- My sister will completely lose her filter if given enough Rumple Mintz (peppermint schnapps). The most inappropriate things you can imagine were topics of conversation.
- Like college, I hung out with my church youth group and the sweet frat boys who drank/smoked too much. Same with my guests: I had everyone from a seminary grad to a swinger. And everything in between. I attract fun people.
- My mom, who is probably the most responsible drinker I know, took a shot of said Rumple Mintz and chased it with a beer. Had no idea my mom was so….hardcore. Not bad for 60.
- You will smell like a campfire if you come within 5 feet of a campfire.
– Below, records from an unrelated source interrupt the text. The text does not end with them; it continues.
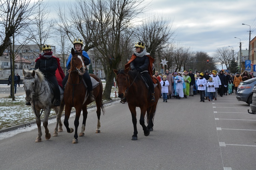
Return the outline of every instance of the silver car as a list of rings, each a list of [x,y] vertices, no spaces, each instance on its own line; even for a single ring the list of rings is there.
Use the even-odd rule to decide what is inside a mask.
[[[256,85],[256,78],[240,82],[237,88],[237,99],[250,104],[252,102],[253,90]]]

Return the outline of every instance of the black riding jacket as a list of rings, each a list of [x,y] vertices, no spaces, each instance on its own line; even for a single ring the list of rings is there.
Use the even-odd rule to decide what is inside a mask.
[[[40,58],[35,63],[35,70],[39,69],[46,77],[55,76],[55,71],[58,68],[58,61],[54,57],[48,59]]]
[[[150,61],[148,57],[144,55],[142,57],[137,57],[131,62],[130,67],[131,70],[138,70],[140,68],[141,72],[147,71]]]

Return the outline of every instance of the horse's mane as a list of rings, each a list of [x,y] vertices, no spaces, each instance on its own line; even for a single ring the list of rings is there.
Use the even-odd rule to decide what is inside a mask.
[[[141,76],[141,74],[139,72],[138,72],[138,71],[133,71],[130,70],[128,72],[128,75],[129,76],[131,81],[134,81],[134,82],[138,82],[139,81],[142,81]],[[136,76],[137,76],[137,77]],[[135,79],[136,77],[136,79]],[[135,80],[134,79],[135,79]]]
[[[30,78],[33,76],[32,76],[32,73],[33,73],[33,70],[24,70],[24,74],[23,75],[24,78],[27,77],[28,78]],[[37,69],[34,70],[35,72],[35,77],[37,77],[38,80],[40,83],[41,83],[43,82],[43,80],[44,79],[44,74],[41,72],[39,70]]]

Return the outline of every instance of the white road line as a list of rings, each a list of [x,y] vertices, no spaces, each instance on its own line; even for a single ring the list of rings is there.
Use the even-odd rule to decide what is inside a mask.
[[[248,112],[245,112],[245,113],[242,113],[242,112],[216,112],[216,113],[248,113]]]
[[[219,142],[220,147],[226,147],[226,145],[230,145],[231,146],[240,146],[242,147],[256,147],[256,145],[251,145],[249,144],[230,144],[225,143],[225,142]]]
[[[249,120],[249,119],[219,119],[218,118],[215,118],[215,120],[250,120],[251,121],[256,121],[256,120]]]
[[[223,129],[223,128],[221,128],[221,130],[239,130],[239,131],[256,131],[256,130],[254,130],[253,129]]]

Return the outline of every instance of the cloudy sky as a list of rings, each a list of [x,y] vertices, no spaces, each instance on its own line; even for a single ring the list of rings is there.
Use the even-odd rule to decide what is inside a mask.
[[[49,1],[54,6],[59,0]],[[67,5],[70,1],[62,0]],[[177,29],[175,41],[193,51],[211,55],[217,48],[230,46],[237,53],[248,48],[250,27],[251,40],[256,36],[255,0],[145,0],[150,2],[149,13],[159,14],[171,21]],[[52,8],[51,8],[52,9]]]

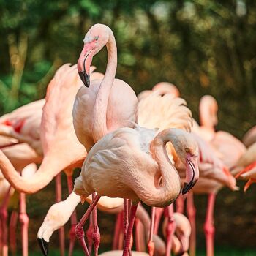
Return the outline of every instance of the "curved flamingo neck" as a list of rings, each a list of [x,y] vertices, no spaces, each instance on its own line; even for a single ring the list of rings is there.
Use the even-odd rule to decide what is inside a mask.
[[[108,133],[108,103],[117,67],[117,49],[115,37],[111,30],[109,30],[108,33],[109,39],[106,44],[108,50],[107,69],[97,95],[94,110],[92,137],[95,143]]]
[[[169,141],[173,144],[174,138],[174,132],[170,132],[169,129],[165,130],[159,132],[150,144],[151,156],[157,162],[160,170],[157,185],[163,188],[171,187],[173,200],[181,191],[181,180],[176,169],[169,159],[165,146]]]

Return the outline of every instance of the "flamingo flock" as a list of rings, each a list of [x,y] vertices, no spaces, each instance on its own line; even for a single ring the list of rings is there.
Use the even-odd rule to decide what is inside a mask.
[[[99,255],[98,209],[116,215],[113,250],[99,255],[194,256],[193,194],[206,194],[206,254],[213,256],[217,192],[223,187],[237,190],[236,178],[248,181],[245,190],[256,183],[256,127],[243,143],[228,132],[216,132],[218,105],[209,95],[200,99],[198,124],[169,83],[136,96],[128,83],[116,78],[117,47],[105,25],[91,26],[83,43],[77,65],[67,64],[57,70],[45,99],[0,118],[0,255],[8,255],[9,245],[15,253],[18,217],[22,255],[29,255],[26,195],[37,192],[55,178],[56,202],[37,233],[44,255],[57,230],[64,255],[63,227],[69,219],[69,255],[76,238],[85,255]],[[94,72],[91,64],[105,46],[104,75]],[[74,184],[77,167],[80,173]],[[64,200],[61,171],[69,192]],[[19,213],[12,214],[8,230],[7,207],[15,191],[20,195]],[[86,201],[90,206],[78,222],[76,207]]]

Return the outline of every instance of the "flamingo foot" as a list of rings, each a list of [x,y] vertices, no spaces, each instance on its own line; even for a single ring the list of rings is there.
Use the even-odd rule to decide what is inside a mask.
[[[71,225],[71,227],[69,230],[69,256],[71,256],[73,254],[73,249],[74,249],[74,245],[75,245],[75,224]]]
[[[29,219],[26,213],[20,213],[19,220],[21,225],[21,237],[22,237],[22,255],[27,256],[29,255]]]
[[[149,256],[153,256],[154,252],[154,243],[153,241],[150,241],[148,243],[148,249]]]
[[[48,251],[49,242],[47,242],[46,241],[45,241],[44,238],[37,238],[37,241],[38,241],[39,246],[40,246],[42,252],[45,256],[47,256],[49,252]]]
[[[83,227],[76,225],[75,229],[75,236],[78,239],[80,245],[83,247],[83,252],[86,255],[89,256],[89,252],[88,250],[86,241],[84,241],[84,231]]]
[[[87,238],[87,242],[88,242],[88,249],[90,253],[91,254],[91,249],[92,249],[92,244],[94,242],[93,241],[93,233],[94,233],[94,226],[92,225],[92,219],[91,219],[91,214],[90,215],[90,225],[89,227],[86,231],[86,238]]]
[[[94,246],[94,254],[95,256],[97,256],[100,243],[100,233],[98,226],[96,226],[94,228],[94,233],[92,233],[92,241]]]
[[[214,256],[214,240],[215,234],[215,227],[214,225],[206,222],[204,225],[204,231],[206,238],[206,255]]]
[[[132,204],[131,207],[130,214],[129,214],[129,221],[128,225],[127,233],[125,238],[124,246],[123,251],[123,256],[128,256],[130,255],[130,241],[132,233],[133,224],[135,219],[135,214],[138,208],[138,203]]]

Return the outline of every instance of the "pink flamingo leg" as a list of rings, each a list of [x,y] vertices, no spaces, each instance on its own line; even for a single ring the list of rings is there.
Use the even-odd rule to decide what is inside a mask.
[[[159,207],[156,208],[156,217],[155,217],[154,227],[154,233],[155,235],[157,235],[161,217],[163,212],[164,212],[163,208],[159,208]]]
[[[56,175],[56,203],[61,200],[61,173]],[[65,255],[65,231],[64,227],[61,227],[59,230],[59,241],[60,245],[61,255]]]
[[[7,228],[7,206],[9,202],[9,198],[10,196],[10,189],[11,187],[9,188],[8,191],[4,195],[4,198],[3,200],[3,203],[0,207],[0,219],[1,219],[1,239],[2,239],[2,248],[1,253],[2,256],[8,255],[8,228]]]
[[[124,211],[121,213],[120,218],[120,233],[118,237],[118,250],[121,250],[124,248]]]
[[[138,203],[132,204],[130,214],[129,214],[129,225],[128,225],[127,233],[124,241],[123,256],[128,256],[129,255],[130,241],[132,237],[133,224],[135,219],[137,208],[138,208]]]
[[[206,238],[206,255],[214,255],[214,233],[215,228],[214,225],[214,210],[216,195],[209,194],[208,197],[208,206],[206,211],[206,222],[204,225],[204,231]]]
[[[116,215],[116,224],[115,224],[115,231],[114,231],[114,238],[113,241],[113,245],[112,245],[112,250],[117,250],[118,249],[118,242],[119,242],[119,236],[121,233],[121,217],[122,214],[121,212],[119,212]]]
[[[87,238],[87,242],[88,242],[88,250],[89,252],[89,254],[91,254],[92,250],[92,233],[94,233],[94,224],[92,222],[92,214],[90,214],[89,217],[89,227],[88,227],[88,230],[86,231],[86,238]]]
[[[181,196],[179,196],[175,200],[175,206],[176,206],[176,212],[183,214],[184,212],[184,200]]]
[[[84,231],[83,231],[83,225],[86,223],[86,220],[89,217],[92,210],[96,206],[97,203],[98,203],[99,200],[100,198],[100,196],[97,195],[94,197],[94,199],[92,200],[90,206],[80,220],[80,222],[78,223],[78,225],[75,226],[75,236],[79,240],[80,244],[81,244],[83,247],[83,252],[86,256],[90,256],[89,252],[88,250],[86,241],[84,241]]]
[[[73,180],[72,175],[67,175],[67,189],[69,191],[69,194],[70,194],[73,191]],[[72,255],[75,241],[75,225],[78,223],[77,214],[75,210],[72,214],[70,217],[71,222],[71,227],[69,230],[69,256]]]
[[[156,207],[151,208],[151,221],[150,222],[149,238],[148,241],[148,250],[149,256],[153,256],[154,251],[154,244],[153,242],[154,225],[155,223]]]
[[[9,241],[10,249],[12,252],[12,255],[16,255],[17,245],[16,245],[16,228],[18,222],[18,212],[14,210],[12,211],[10,225],[9,225]]]
[[[129,203],[128,199],[124,199],[124,238],[127,237],[128,229],[128,216],[129,216]]]
[[[92,194],[92,199],[94,200],[96,197],[96,192]],[[97,217],[97,207],[94,207],[92,210],[92,223],[94,225],[94,231],[92,233],[92,240],[94,246],[94,255],[98,256],[98,250],[100,243],[100,233],[98,227],[98,220]]]
[[[136,251],[145,252],[145,233],[144,227],[140,219],[135,218],[135,244]]]
[[[189,255],[195,256],[196,252],[197,231],[195,225],[196,208],[194,205],[193,193],[189,192],[187,198],[187,216],[191,225],[191,235],[189,239]]]
[[[166,256],[170,255],[170,251],[172,249],[173,237],[175,231],[175,222],[173,219],[173,203],[168,207],[165,208],[167,212],[166,217],[168,218],[168,222],[166,227]]]
[[[29,251],[29,219],[26,212],[26,194],[20,194],[20,214],[19,220],[21,225],[22,255],[28,256]]]

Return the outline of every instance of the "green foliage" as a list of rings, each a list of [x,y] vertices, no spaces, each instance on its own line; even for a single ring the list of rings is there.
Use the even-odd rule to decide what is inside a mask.
[[[75,64],[85,32],[104,23],[116,37],[117,77],[136,92],[170,81],[195,113],[199,98],[212,94],[219,104],[218,128],[241,136],[255,124],[249,113],[256,109],[255,17],[256,2],[243,0],[0,1],[0,110],[44,97],[48,72]],[[27,53],[20,85],[15,86],[10,37],[18,48],[22,34]],[[104,72],[105,51],[94,61]],[[8,97],[12,86],[17,97]]]

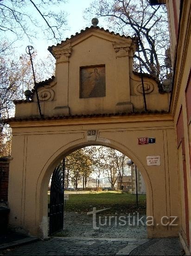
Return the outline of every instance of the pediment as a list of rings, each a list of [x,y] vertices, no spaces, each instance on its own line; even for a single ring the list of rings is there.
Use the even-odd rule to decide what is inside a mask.
[[[70,54],[73,47],[92,37],[95,37],[95,41],[96,39],[110,41],[113,44],[115,48],[116,48],[115,45],[117,46],[121,45],[126,47],[134,48],[135,50],[135,42],[131,37],[120,35],[113,32],[110,32],[108,30],[105,30],[103,28],[100,28],[98,27],[94,27],[93,26],[86,28],[85,30],[81,30],[80,33],[76,33],[75,35],[72,35],[70,38],[67,38],[65,41],[62,41],[61,43],[57,44],[57,46],[49,47],[48,50],[55,58],[57,54]]]

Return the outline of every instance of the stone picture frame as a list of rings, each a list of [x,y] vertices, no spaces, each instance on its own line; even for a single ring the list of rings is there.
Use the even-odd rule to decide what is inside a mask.
[[[105,65],[81,67],[80,72],[80,98],[106,96]]]

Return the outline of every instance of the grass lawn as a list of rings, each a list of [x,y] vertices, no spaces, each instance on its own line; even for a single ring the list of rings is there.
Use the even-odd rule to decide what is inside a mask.
[[[64,192],[65,193],[65,192]],[[69,193],[69,200],[64,203],[64,210],[86,213],[97,209],[109,208],[103,214],[128,214],[138,212],[146,214],[146,195],[138,195],[138,208],[136,207],[136,195],[121,194],[119,191],[90,192],[88,194]],[[48,195],[49,199],[50,195]],[[101,213],[100,213],[101,214]]]

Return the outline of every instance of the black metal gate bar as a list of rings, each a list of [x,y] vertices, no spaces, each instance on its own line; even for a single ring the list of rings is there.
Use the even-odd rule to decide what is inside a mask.
[[[49,236],[63,229],[65,159],[54,170],[51,186]]]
It’s in the fine print.
- It’s always good to see people you haven’t seen in 10 years. And you realize that 8 years ago you both attended the most depressing wedding ever together. How can you forget stuff in your 20’s? I don’t know. I used to, but I think I forgot.
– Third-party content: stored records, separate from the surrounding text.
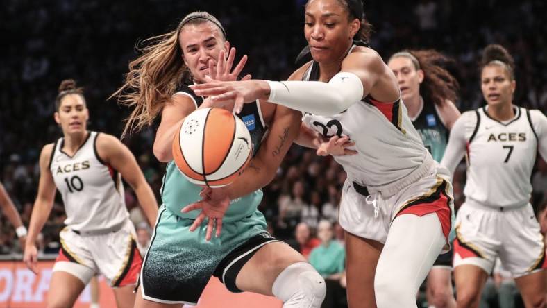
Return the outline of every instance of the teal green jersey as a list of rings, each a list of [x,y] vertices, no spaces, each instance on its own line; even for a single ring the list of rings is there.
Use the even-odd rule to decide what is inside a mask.
[[[435,105],[424,103],[423,109],[416,120],[412,121],[416,130],[421,136],[423,145],[437,162],[444,155],[448,140],[448,130],[444,126],[437,113]]]
[[[424,102],[423,108],[418,117],[412,121],[412,124],[421,136],[423,145],[431,153],[431,156],[435,161],[440,162],[444,155],[444,150],[446,148],[448,142],[449,132],[441,121],[441,117],[437,112],[435,104]],[[454,213],[452,213],[451,220],[453,228],[451,229],[448,240],[452,242],[455,237],[453,228],[455,221]]]
[[[178,170],[174,161],[167,164],[162,185],[162,202],[165,207],[181,218],[195,219],[200,211],[181,213],[183,207],[201,200],[201,187],[190,182]],[[257,210],[262,199],[262,191],[258,189],[230,202],[224,221],[233,221],[246,217]]]
[[[328,246],[319,245],[310,253],[310,264],[323,277],[343,272],[345,262],[346,250],[334,241]]]

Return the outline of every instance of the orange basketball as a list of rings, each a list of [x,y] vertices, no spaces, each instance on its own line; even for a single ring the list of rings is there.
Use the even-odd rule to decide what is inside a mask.
[[[173,159],[192,183],[220,187],[241,173],[253,152],[243,121],[221,108],[190,114],[173,139]]]

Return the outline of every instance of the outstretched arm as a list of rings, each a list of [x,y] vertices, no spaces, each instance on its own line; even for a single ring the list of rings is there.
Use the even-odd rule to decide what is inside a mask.
[[[17,237],[21,238],[26,236],[27,230],[25,226],[23,225],[21,216],[19,216],[15,205],[13,205],[13,202],[12,202],[11,198],[8,195],[8,192],[4,189],[2,183],[0,183],[0,208],[1,208],[4,215],[8,217],[11,224],[15,228]],[[24,248],[24,246],[22,246],[22,248]]]
[[[216,221],[216,236],[222,230],[222,217],[228,209],[230,200],[246,196],[271,182],[276,172],[298,135],[301,114],[291,109],[277,106],[270,130],[243,173],[231,185],[219,189],[204,188],[203,199],[185,207],[182,212],[201,209],[190,230],[194,231],[205,219],[209,219],[205,239],[210,240]]]
[[[451,177],[453,176],[454,171],[465,154],[465,118],[460,117],[450,131],[448,144],[441,161],[441,164],[450,171]]]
- People who get married and have kids will forever fall off your radar. They will want to hang out with you and make it like it was back in the day, but the reality of the situation is that kids will (and should!) come first. You will see them in at the 20 year reunion when the kids are grown, but after 20 years of only exchanging Christmas cards, there’s nothing left to talk about. That’s my theory. Everyone who came to my party did not have kids. I was kinda sad. I even put on the invite, bring kids if you need to! We will find a way to entertain them!
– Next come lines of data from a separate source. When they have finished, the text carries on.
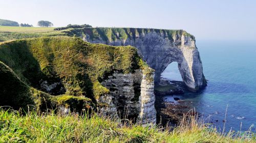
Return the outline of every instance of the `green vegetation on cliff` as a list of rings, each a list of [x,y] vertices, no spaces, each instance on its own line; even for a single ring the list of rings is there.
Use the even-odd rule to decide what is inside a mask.
[[[8,75],[14,79],[10,83],[6,81],[9,77],[0,81],[3,85],[0,89],[5,92],[1,96],[7,98],[9,95],[17,96],[9,99],[8,103],[12,103],[10,100],[13,99],[17,102],[31,99],[22,104],[35,105],[42,110],[47,106],[45,102],[53,107],[74,107],[76,104],[93,106],[92,101],[109,93],[100,82],[114,71],[128,73],[141,69],[153,72],[134,47],[92,44],[69,37],[42,37],[2,44],[0,61],[4,63],[1,63],[3,68],[0,74],[9,69]],[[13,90],[17,84],[21,85],[20,90]],[[26,106],[13,105],[15,105],[16,108]]]
[[[16,21],[0,19],[0,26],[19,26],[19,24]]]
[[[115,28],[115,27],[92,27],[90,25],[71,25],[59,28],[51,27],[14,27],[0,26],[0,42],[22,39],[28,38],[40,37],[43,36],[67,36],[82,38],[90,36],[92,40],[102,40],[114,41],[117,40],[135,39],[139,35],[146,34],[150,32],[161,34],[162,36],[174,40],[174,37],[178,35],[195,37],[186,31],[179,30],[161,30],[154,28]]]

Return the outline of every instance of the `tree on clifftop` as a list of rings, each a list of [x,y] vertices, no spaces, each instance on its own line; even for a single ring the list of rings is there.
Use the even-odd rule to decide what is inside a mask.
[[[48,21],[40,20],[37,22],[37,25],[40,27],[51,27],[53,26],[53,24]]]

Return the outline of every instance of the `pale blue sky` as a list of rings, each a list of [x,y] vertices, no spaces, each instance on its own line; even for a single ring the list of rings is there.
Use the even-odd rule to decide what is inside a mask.
[[[256,1],[0,0],[0,19],[34,25],[183,29],[197,40],[256,41]]]

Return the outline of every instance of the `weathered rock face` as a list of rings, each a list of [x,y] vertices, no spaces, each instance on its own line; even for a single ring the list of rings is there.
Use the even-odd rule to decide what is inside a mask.
[[[150,76],[154,78],[154,74]],[[103,105],[99,109],[100,113],[116,114],[142,124],[156,123],[154,81],[147,79],[141,70],[129,74],[115,72],[101,84],[110,93],[98,100]]]
[[[127,28],[123,28],[127,35],[127,38],[123,39],[121,33],[119,32],[122,28],[109,29],[112,31],[111,38],[104,38],[100,34],[95,38],[86,30],[83,32],[86,35],[83,40],[92,43],[130,45],[136,47],[144,60],[155,70],[156,82],[160,80],[161,74],[167,66],[177,62],[183,80],[189,90],[198,91],[206,85],[202,62],[193,36],[182,30],[130,28],[128,31]],[[99,29],[95,30],[100,33]]]
[[[0,106],[34,105],[42,112],[59,107],[63,114],[92,109],[155,124],[154,77],[131,46],[65,37],[0,45],[0,97],[6,99]]]

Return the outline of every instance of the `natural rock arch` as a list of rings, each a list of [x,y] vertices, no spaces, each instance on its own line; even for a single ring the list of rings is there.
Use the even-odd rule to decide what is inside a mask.
[[[189,90],[197,92],[206,85],[195,37],[184,31],[123,28],[127,38],[122,39],[121,33],[118,32],[120,28],[89,29],[94,30],[94,32],[97,31],[99,37],[92,38],[88,28],[83,32],[86,35],[83,38],[84,41],[113,46],[130,45],[139,49],[139,53],[155,70],[156,83],[160,81],[161,74],[167,66],[177,62],[183,81]],[[102,29],[112,33],[111,38],[108,38],[106,35],[101,35]]]

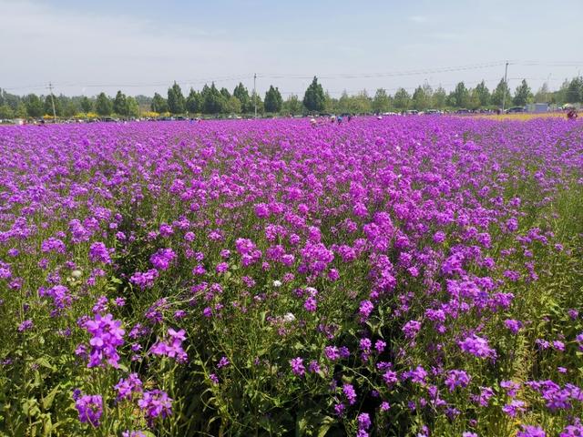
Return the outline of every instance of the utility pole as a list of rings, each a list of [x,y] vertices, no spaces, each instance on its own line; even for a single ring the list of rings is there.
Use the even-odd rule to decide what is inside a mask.
[[[56,123],[56,111],[55,111],[55,96],[53,95],[53,84],[48,83],[48,89],[51,92],[51,103],[53,104],[53,123]]]
[[[508,83],[506,82],[507,73],[508,73],[508,61],[506,61],[506,67],[504,70],[504,96],[502,97],[502,114],[504,114],[504,106],[506,103],[506,88],[508,87]]]
[[[257,73],[253,75],[253,105],[255,107],[255,118],[257,118]]]

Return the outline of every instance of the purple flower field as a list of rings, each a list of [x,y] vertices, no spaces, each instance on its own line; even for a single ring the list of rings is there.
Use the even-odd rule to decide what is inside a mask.
[[[583,435],[583,123],[0,127],[0,435]]]

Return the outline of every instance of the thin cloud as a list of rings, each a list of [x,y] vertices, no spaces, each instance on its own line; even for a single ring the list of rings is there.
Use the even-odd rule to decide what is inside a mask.
[[[418,24],[428,23],[429,17],[425,15],[412,15],[409,17],[409,21]]]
- I invited 3/5 of my ex-boyfriends. They were a no-show. I really wanted to introduce them to The General. All except one have kids, so it was expected.
- As for the actual reunion, it was better than high school. Football players actually acknowledged me.
- All the footballers had beautiful blonde wives. A gaggle of them would walk up to the bar, it was amusing.
- I talked with the most stuck up person in our class and she was nice to me, but fake nice. Charming.
- Despite my first 24 years of being a Yankee, this Carolina girl freezes at 17C.
- The most surprising part of the night: no shocking changes. Everyone looked about the same and is moderately successful. I was hoping for some Jerry Springer-like moments.
- A good time was had by all. I miss my hometown. My life is here in North Carolina, but I found myself feeling homesick. Maybe it was all the combines in the field.
Today is the 1st day that the General is on a new platoon. We’ve always been in the same company, and now that cute guy I used stare at from across the way has moved onto another assignment. It still hasn’t sunk in yet. The house is so quiet now without him here.
It reminds me of my 8th grade year when our school system went onto split shifts — class didn’t start til 1045. I had the whole morning to myself, a beautiful thing in a chaotic household. While I embraced it then, now it just seems lonely. I love my General and I love my alone time – but I still wish he was here. This will be a positive change for us and our marriage – it’s just something to get used to.
The in-laws were down from the great white north and we had a blast with them. They are such down to earth people, I really enjoyed having them here. I now understand how my General got to be so freakin’ cool.
Had our housewarming party, which went really well. I spent yesterday sick – all day, with most of the night. I will stick with my General and less Captain. Yikes. I wore my alma mater t-shirt yesterday in honor of not being so stupid since my college days.
I need a beach day – perhaps tomorrow. I hope the surf is good.